Click to see the plot comparison

We already talked about that, but as Figure 8 shows, the linear part represents the trainable pieces, which is the weight adjustment to the values that are being passed.

The news here is that we can put in multiple processing units, so from now on we can consider more neurons involved in the calculations. This also means that we can represent more complexity and granularity in the pattern it can learn. This has two direct implications: the possibility of having more accuracy and overfitting.

Overfit

When models are trained or tested for some generalization feature, they use some dataset as a source. With that, we can make it follow the desired behavior, but we can’t forget that at the end of the day we are searching for some pattern and trying to follow it. If we go too deep, we’ll become specialized in this pattern instead of this behavior. This phenomenon is what we call overfit. The simplest solution to prevent overfitting is to separate the dataset, usually 80/20, where 80 is the training data and 20 is the test data. Doing that, we can measure the MSE for both executions. The expected behavior is for the training error to be slightly below the test error, I mean, the training run should have a bit less error occurrence (the MSE can also be called the Loss function).

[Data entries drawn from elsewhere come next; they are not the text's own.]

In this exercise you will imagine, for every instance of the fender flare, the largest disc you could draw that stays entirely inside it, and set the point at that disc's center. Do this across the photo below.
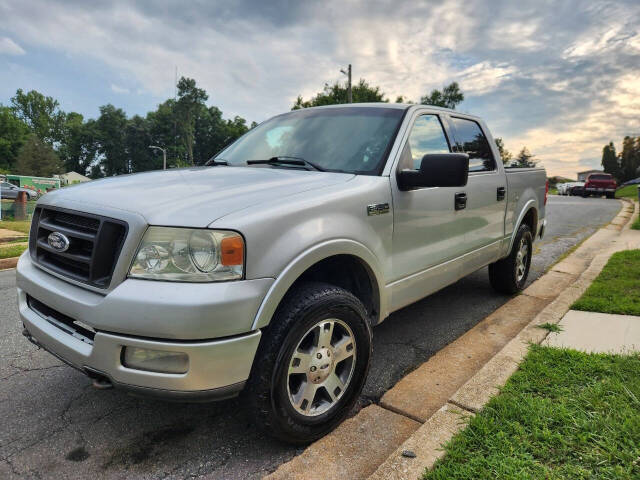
(307, 259)
(527, 206)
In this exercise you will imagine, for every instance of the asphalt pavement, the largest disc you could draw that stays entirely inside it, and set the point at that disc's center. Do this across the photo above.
(55, 425)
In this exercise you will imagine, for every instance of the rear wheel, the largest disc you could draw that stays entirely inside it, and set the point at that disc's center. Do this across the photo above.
(509, 275)
(311, 364)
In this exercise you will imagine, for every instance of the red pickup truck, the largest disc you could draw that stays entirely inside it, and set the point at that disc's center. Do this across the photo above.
(599, 184)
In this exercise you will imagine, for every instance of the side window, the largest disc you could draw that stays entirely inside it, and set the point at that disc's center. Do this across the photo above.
(471, 140)
(426, 136)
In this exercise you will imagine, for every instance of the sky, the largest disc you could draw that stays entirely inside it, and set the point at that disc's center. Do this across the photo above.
(562, 78)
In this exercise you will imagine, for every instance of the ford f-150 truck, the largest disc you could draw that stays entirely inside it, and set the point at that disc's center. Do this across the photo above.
(264, 272)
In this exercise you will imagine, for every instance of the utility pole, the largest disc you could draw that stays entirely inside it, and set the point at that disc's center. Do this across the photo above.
(164, 155)
(348, 74)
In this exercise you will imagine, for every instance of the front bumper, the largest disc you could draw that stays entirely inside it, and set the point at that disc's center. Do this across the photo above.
(218, 367)
(599, 190)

This gif is an example of overfitting happening in polynomial regression, you can increase the polynomial level but eventually it becomes bounded to overfitting, then the outlier which could be the training data will be left out. Our situation is similar, adding more neurons add granularity and accuracy but can converge in this behavior. In other words, reduce the chances of correctly predicting if your roommate will forget the dishes again.

Overfitting animation showing polynomial fits from degree 1 to 15 — Figure 10 - Polynomial plot overfit

Activations | Sigmoids $\phi$

The sigmoids, also called activation , will be the nonlinear function that will add expressiveness to our models.

You can see it logically. If a value is changed by weights, you can’t just change it again without anything in between because it would collapse as one effective multiplication. When testing the model, the value passed in the neuron will be changed twice, and that’s all. So we lose the sensitivity of knowing what changed for this specific neuron weight change. For example, 1 x 0.5 x 0.1 is the same as 1 x 0.05.

To change that, we use the nonlinear functions, in this case the sigmoid, but it could be tanh or ReLU. These functions will create a bend in the chain between weight changes, so we gain the granularity of two changes, and we can compare two weight changes to the outputted value/desired output value.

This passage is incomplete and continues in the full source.